1764-05-24, de Voltaire [François Marie Arouet] à Charles Joseph Panckoucke.

Vous me mandez, monsieur, que vous imprimez mes romans, et je vous réponds que si j'ai fait des romans j'en demande pardon à dieu; mais tout au moins je n'y ai jamais mis mon nom, pas plus qu'à mes autres sottises.
On n'a jamais, dieu merci, rien vu de moi contresigné et paraphé Cortiat secrétaire &a. Vous me dites que vous ornerez votre édition de culs de lampe: remerciez dieu, monsieur, de ce qu'Antoine Vadé n'est plus au monde; il vous appellerait Welche sans difficulté, et vous prouverait qu'un ornement, un fleuron, un petit cartouche, une petit vignette ne ressemble ni à un cul ni à une lampe.

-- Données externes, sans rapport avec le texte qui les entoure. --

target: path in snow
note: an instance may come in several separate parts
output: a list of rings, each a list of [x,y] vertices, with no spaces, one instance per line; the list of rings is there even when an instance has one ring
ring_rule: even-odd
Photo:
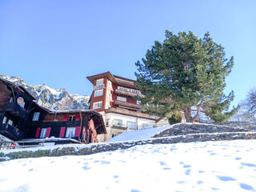
[[[0,162],[0,191],[255,191],[256,140]]]

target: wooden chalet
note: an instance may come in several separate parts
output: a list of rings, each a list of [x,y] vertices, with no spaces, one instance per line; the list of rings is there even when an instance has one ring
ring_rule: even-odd
[[[24,87],[0,78],[2,138],[34,143],[42,140],[55,144],[90,143],[98,142],[98,134],[106,133],[97,111],[46,109]]]
[[[135,81],[110,71],[87,77],[93,84],[90,108],[103,116],[107,134],[101,137],[106,141],[129,130],[154,126],[158,117],[142,110],[134,96],[142,96],[134,85]]]

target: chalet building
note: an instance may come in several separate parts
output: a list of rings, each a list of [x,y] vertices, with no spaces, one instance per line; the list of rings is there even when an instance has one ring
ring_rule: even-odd
[[[134,80],[106,72],[87,77],[93,84],[90,110],[102,114],[107,134],[98,137],[102,142],[124,131],[154,126],[158,119],[142,111],[139,101],[142,96],[134,86]]]
[[[90,143],[106,134],[102,115],[92,110],[53,111],[25,88],[0,78],[1,141]]]

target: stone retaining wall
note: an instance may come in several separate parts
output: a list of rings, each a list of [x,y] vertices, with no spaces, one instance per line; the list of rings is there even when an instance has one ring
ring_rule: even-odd
[[[235,139],[256,139],[256,132],[233,132],[214,134],[193,134],[187,135],[155,138],[148,140],[132,141],[112,143],[98,143],[84,145],[82,147],[57,147],[53,150],[38,150],[14,151],[8,154],[0,152],[0,161],[24,158],[57,157],[63,155],[86,155],[120,149],[127,149],[138,145],[146,144],[173,144],[178,142],[193,142],[206,141],[222,141]]]

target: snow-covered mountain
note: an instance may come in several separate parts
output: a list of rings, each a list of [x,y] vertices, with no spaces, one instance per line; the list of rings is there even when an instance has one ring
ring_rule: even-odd
[[[39,105],[50,110],[85,110],[89,107],[89,95],[70,94],[66,89],[53,89],[43,85],[30,86],[21,78],[0,74],[0,78],[22,86],[35,97]]]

Vous me proposez la paix avec maître Aliboron dit Fréron, et vous me dites que c'est vous qui voulez bien lui faire sa litière. Vous ajoutez qu'il m'a toujours estimé, et qu'il m'a toujours outragé. Vraiment voilà un bon petit caractère! C'est à dire que quand il dira du bien de quelqu'un, on peut compter qu'il le méprise. Vous voyez bien qu'il n'a pu faire de moi qu'un ingrat, et qu'il n'est guère possible que j'aie pour lui les sentiments dont vous dites qu'il m'honore. Paix en terre aux hommes de bonne volonté; mais vous m'apprenez que maitre Aliboron a toujours été de volonté très maligne. Je n'ai jamais lu son année littéraire. Je vous en crois seulement sur votre parole.

Pour vous, monsieur, je vois que vous êtes de la meilleure volonté du monde, et je suis très persuadé que vous n'avez imprimé contre moi rien que de fort plaisant pour réjouir la cour; ainsi je suis très pacifiquement, monsieur, votre &a.